There's a sort of nuclear reaction that happens when a high-speed collision occurs between two or more atomic nuclei. This nuclear reaction is called nuclear fusion. It was first accomplished in a lab with hydrogen isotopes in 1932 by Mark Oliphant, and was made a reality again in the 1970s with lasers more than once.
When this process occurs, not all mass is retained. It's not like connecting a couple of LEGO blocks. Instead it's more like smashing a couple of peeled oranges together - you're going to get some juice. The bit that is retained we'll call the pellet, while what's not conserved is converted to photons - and that means energy.
Image VIA Wikipedia CC
The point at which we'll be really excited is when the energy we need to put into this process is equal (or lesser than) the amount we're able to get out. The process being shown in the release referred to here (and since last October, 2013*) has a lot more energy being used to attain nuclear fusion than is given off by the resulting pellet. Around 1% of the energy put into the laser, as RestrictedData and NPR suggests, is actually reaching the pellet.
*Back in October the folks at NIF had a Press Release sent out - this week they've released their actual test results.
"They didn't get more fusion power out than they put in with the laser." - Steve Cowley, head of Joint European Torus (JET)

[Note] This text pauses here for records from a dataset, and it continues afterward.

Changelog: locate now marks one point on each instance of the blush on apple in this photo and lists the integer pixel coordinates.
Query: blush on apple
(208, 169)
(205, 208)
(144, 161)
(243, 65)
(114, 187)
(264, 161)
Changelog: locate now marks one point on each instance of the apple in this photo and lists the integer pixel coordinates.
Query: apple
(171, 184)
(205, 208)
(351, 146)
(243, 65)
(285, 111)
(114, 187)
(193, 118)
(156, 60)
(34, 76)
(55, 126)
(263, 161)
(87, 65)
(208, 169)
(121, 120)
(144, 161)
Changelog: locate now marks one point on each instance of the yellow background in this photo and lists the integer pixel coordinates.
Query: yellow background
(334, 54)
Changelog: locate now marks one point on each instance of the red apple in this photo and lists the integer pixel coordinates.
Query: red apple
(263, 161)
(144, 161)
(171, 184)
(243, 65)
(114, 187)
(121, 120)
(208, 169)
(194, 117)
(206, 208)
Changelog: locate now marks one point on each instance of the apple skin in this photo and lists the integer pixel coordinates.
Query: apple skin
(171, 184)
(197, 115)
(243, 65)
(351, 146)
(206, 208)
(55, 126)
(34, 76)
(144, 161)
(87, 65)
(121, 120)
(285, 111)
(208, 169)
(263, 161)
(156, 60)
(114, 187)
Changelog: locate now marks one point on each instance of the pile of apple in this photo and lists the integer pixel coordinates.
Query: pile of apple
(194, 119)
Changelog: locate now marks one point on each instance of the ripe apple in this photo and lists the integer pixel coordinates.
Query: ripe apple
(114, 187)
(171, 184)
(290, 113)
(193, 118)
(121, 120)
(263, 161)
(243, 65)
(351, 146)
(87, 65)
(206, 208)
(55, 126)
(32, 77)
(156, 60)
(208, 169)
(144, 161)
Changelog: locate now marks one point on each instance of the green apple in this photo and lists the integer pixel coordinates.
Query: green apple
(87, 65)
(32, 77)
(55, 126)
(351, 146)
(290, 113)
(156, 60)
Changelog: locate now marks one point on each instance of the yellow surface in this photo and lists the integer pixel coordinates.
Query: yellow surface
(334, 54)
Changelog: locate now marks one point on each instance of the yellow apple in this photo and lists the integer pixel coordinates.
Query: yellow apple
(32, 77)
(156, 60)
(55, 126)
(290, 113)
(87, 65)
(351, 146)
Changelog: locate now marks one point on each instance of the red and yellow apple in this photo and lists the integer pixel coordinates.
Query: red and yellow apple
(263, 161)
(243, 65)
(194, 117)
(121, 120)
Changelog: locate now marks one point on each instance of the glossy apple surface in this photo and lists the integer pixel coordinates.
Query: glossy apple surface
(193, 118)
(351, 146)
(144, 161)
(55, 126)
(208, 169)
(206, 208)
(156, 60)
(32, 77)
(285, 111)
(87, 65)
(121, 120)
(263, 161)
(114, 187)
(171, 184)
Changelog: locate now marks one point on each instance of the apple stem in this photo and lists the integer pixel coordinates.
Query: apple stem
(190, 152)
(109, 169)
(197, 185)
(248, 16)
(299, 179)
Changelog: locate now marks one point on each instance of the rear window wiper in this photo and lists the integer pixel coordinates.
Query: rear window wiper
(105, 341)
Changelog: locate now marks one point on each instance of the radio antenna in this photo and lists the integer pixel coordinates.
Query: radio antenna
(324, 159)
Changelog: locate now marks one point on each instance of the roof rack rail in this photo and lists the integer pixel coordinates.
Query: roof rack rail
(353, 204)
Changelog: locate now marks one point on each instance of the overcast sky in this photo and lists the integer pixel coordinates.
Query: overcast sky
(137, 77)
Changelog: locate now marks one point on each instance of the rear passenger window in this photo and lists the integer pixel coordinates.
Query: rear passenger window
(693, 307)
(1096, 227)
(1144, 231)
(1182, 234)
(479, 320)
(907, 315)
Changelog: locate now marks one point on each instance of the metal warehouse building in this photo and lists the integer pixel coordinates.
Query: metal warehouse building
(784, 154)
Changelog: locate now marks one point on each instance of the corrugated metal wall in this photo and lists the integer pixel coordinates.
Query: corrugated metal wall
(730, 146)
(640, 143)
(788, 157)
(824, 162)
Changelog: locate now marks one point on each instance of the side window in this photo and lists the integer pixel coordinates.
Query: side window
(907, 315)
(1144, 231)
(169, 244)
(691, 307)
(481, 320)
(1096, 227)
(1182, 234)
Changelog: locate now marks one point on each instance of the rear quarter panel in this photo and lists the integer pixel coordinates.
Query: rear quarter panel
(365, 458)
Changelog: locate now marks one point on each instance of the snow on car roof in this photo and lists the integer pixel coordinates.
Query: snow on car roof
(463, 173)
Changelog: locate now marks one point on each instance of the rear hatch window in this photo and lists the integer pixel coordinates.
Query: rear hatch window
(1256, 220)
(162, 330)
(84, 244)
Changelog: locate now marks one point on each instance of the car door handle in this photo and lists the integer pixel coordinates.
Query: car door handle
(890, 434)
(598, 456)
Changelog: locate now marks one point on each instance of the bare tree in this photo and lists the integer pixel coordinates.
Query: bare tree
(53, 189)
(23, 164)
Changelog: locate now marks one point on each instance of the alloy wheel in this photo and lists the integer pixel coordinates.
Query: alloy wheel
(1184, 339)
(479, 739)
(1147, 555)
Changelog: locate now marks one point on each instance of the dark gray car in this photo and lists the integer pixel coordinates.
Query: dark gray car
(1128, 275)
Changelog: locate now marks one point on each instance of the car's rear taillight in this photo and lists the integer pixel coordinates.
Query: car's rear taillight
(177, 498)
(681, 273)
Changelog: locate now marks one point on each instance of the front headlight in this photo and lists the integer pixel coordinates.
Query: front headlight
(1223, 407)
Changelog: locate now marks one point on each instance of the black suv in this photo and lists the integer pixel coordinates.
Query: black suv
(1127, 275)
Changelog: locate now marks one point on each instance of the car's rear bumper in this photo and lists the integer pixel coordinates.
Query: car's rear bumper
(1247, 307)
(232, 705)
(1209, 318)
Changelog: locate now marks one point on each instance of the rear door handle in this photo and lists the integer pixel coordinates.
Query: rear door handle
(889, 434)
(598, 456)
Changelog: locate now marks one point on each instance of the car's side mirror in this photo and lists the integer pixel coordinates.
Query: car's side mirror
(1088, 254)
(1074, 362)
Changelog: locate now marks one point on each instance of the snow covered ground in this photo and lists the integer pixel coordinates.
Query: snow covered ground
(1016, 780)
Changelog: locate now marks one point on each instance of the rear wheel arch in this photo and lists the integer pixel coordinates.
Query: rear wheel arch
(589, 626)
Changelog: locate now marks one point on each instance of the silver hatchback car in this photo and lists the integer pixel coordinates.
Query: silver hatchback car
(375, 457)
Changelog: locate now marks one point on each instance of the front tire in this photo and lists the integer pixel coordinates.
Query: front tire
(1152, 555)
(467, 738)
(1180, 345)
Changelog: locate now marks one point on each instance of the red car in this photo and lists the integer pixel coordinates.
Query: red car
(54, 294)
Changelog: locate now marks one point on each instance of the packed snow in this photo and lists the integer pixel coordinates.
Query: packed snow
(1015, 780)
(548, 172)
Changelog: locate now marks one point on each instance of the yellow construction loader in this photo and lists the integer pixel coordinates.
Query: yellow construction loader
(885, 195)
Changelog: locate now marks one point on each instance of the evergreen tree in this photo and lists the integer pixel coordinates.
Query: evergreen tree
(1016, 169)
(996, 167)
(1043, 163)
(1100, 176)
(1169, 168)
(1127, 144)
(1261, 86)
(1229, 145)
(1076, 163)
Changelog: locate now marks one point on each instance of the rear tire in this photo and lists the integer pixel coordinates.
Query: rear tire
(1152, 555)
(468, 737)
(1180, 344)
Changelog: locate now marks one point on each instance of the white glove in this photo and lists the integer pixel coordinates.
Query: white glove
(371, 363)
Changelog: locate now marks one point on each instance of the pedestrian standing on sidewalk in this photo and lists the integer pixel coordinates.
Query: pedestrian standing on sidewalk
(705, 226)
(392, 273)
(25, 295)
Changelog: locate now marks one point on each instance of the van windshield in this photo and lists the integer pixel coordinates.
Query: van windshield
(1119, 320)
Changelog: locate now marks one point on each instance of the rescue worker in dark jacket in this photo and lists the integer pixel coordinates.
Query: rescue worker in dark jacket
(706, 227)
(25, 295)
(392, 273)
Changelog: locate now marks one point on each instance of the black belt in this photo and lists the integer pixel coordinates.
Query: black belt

The great thing that's happened here with the NIF - the group that's accomplished this scientific feat - is that the amount of laser "fuel" that actually did reach the pellet successfully was less than the energy was given off. It's now a matter of being able to aim the entirety of the laser array successfully, hitting in at 100% so all fuel is able to be used for nuclear fusion.
So we're not really all that close to nuclear fusion that'll allow us to live forever on clean green energy. But we have made it another step closer to that goal.